ATTITUDES TOWARD WOMEN's BODY HAIR: RELATIONSHIP WITH DISGUST SENSITIVITY
Article first published online: 9 NOV 2004
Psychology of Women Quarterly
Volume 28, Issue 4, pages 381–387, December 2004
How to Cite
Tiggemann, M. and Lewis, C. (2004), ATTITUDES TOWARD WOMEN's BODY HAIR: RELATIONSHIP WITH DISGUST SENSITIVITY. Psychology of Women Quarterly, 28: 381–387. doi: 10.1111/j.1471-6402.2004.00155.x
- Issue published online: 9 NOV 2004
- Article first published online: 9 NOV 2004
- Initial submission: July 28, 2003 Initial acceptance: November 6, 2003 Final acceptance: February 2, 2004
We aimed to further investigate the “hairlessness” norm that is the common practice of body hair removal among women.

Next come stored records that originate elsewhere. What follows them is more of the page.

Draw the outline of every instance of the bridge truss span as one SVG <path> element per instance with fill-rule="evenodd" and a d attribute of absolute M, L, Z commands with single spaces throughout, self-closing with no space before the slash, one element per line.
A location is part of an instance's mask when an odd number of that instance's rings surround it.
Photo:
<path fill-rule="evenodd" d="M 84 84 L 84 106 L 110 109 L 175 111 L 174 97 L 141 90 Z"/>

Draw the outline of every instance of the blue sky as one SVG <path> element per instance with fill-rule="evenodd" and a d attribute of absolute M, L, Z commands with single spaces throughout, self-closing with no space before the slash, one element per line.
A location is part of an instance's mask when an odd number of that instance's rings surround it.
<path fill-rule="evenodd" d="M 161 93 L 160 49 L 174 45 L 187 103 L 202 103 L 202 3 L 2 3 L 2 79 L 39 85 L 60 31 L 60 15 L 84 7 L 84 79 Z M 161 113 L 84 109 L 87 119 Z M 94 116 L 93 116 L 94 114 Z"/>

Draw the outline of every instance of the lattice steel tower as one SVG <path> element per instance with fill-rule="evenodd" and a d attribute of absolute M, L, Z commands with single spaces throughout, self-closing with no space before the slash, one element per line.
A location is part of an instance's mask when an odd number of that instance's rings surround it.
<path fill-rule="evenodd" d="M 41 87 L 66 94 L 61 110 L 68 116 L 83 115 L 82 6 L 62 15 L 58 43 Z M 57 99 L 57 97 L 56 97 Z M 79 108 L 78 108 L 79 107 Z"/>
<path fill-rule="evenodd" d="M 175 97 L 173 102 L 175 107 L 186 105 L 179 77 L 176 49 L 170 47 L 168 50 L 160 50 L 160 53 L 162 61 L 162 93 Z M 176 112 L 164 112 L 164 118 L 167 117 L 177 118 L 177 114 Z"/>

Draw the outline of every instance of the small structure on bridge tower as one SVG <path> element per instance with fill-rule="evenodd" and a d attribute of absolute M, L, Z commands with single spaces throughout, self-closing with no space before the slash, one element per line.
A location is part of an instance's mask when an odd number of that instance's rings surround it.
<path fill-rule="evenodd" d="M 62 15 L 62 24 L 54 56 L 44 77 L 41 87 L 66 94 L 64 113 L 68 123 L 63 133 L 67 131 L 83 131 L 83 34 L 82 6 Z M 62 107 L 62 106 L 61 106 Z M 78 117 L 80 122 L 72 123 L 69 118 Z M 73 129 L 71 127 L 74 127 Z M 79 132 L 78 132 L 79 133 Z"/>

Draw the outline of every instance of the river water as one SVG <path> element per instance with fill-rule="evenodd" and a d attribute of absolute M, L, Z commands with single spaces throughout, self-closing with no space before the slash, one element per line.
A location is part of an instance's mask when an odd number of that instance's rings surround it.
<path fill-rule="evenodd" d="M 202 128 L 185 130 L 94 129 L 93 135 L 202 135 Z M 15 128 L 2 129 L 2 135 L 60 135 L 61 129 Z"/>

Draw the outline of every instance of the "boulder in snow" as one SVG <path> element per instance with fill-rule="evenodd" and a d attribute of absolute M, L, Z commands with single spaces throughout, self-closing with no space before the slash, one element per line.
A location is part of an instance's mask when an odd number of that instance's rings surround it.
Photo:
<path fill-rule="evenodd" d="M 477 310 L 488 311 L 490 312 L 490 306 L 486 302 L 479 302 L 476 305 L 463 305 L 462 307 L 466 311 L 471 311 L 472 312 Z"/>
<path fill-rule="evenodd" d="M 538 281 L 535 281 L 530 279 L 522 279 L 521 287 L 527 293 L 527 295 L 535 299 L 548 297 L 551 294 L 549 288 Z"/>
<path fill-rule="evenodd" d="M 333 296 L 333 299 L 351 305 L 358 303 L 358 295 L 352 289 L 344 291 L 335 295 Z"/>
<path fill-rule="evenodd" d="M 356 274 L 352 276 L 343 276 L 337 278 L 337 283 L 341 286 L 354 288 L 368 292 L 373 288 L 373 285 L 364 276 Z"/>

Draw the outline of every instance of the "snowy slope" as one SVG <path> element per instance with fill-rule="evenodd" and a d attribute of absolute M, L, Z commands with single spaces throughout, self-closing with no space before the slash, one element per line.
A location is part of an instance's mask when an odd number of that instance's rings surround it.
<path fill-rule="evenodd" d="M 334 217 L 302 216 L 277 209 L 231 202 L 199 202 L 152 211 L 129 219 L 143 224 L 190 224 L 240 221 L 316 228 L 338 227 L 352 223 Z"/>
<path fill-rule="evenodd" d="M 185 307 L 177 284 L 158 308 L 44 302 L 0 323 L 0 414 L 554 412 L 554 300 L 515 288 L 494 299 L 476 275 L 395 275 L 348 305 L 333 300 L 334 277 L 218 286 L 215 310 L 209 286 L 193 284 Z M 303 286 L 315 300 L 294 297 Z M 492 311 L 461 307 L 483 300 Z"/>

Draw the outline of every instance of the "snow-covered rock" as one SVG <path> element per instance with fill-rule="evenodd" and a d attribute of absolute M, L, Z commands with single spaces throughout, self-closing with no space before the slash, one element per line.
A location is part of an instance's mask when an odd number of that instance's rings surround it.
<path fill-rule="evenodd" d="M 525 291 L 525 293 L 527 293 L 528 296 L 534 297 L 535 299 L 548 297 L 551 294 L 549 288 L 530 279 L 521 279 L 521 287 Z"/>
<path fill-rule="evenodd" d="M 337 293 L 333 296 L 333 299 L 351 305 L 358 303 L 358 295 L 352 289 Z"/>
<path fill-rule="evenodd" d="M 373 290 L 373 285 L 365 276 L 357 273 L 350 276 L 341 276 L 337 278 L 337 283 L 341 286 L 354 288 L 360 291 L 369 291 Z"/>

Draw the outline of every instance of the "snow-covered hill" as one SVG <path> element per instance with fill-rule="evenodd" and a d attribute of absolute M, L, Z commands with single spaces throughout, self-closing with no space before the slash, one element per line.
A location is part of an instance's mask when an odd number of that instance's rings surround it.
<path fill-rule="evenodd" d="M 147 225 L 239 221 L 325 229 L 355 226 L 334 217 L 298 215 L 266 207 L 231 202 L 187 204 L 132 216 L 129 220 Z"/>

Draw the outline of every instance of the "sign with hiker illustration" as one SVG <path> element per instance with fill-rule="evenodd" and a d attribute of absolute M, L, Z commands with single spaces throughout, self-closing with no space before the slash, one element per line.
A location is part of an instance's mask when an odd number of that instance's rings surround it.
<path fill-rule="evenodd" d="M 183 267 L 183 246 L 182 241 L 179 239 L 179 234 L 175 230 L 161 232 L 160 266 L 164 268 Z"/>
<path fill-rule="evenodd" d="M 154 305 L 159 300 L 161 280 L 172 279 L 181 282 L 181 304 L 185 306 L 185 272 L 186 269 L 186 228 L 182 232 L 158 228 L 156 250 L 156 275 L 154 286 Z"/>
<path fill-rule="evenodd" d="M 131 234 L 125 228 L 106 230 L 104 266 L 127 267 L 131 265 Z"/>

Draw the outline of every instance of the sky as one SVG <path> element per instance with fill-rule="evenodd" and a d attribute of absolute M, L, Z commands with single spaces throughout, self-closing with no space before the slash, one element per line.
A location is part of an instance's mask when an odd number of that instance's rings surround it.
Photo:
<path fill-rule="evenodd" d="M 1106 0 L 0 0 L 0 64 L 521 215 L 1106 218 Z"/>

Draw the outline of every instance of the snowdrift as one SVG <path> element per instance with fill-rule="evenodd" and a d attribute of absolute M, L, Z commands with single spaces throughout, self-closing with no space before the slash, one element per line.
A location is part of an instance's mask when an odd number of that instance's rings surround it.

A sample of 198 undergraduate students (91 men, 107 women) completed questionnaires asking about attitudes toward women's body hair and the reasons women remove this hair, as well as a measure of disgust sensitivity. It was found that the vast majority (98%) of female participants regularly remove their leg and/or underarm hair, most frequently by shaving, and attribute this to femininity and attractiveness reasons. However, the attributions that they and men made for other women were much more socially normative in nature. For the sample as a whole, negative attitudes toward body hair were related to disgust sensitivity. It was concluded that body hair on women, but not on men, has become an elicitor of disgust and its removal correspondingly normative.